Liverpool Sound and Vision Rating * * * *
It’s almost a hundred years since the London tabloid press used the phrase The bright young things to describe a group of bohemian socialites, ravaged perhaps by the decade’s greed and eventual bust which dominated the inter-war years. Looking back at that time it is hard to express sympathy for them, as it is difficult to acknowledge any empathy or kindness to another so called bubble of enlightenment and entitlement, the bankers and the money makers who, arguably, act nothing more than spoiled pirates.
If you want a true representation, perhaps captured by the writers of the age rather than their subjects, you look North, not to the grand and the wealthy around London’s old regal haunts, but to the suburbs of once big industrial cities, you look to that generation of young adults, of those that have come through the new millennium with optimism of change and spirit but to whom society finds ever more increasing ways of doing them injustice.
These are the bright young things, the set of musicians, actors, artists to whom have not been given every opportunity on a plate, who have worked hard to create something beautiful, tangible and lasting; and in the shadow of the now derelict Johnson’s factory in Bootle, one of those bright young members, the elegant and poised Maddie Stenberg, gave once more a performance in which lifted the spirits of all those who had made their way to The Hub on the day in which Bootle celebrated its Party in the Park.
Maddie has long since engrained herself into the music of Merseyside, a talented songwriter, a forceful yet compassionate soul to whom music is everything, a woman to whom substance is passion. Her songs took on a life that many might not have heard, moments in which her natural voice is enclosed by the venue, bouncing off walls; in the open air she comes across as a colossus in waiting, joining the ranks of musicians in the area such as Eleanor Nelly and Daisy Gill.

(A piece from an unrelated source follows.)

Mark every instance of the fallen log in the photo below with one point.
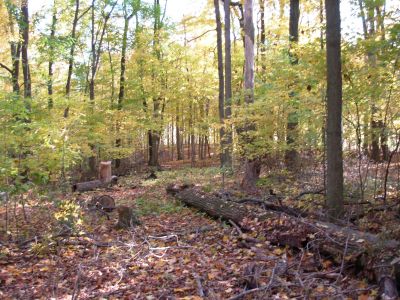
(210, 204)
(369, 252)
(92, 185)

In the songs Lost Within, Mad Love and Take Me Home, Maddie took the audience down a road of delight, the once dirt track road that nestled in history’s grip little more than 150 years ago, now a shining example of what can be achieved when we give this particular generation the tools and the encouragement to strike against the tainted and damaging decrees of old.
The bright young things, they live and breathe now, not hampered by social niceties, they are all that we could have been.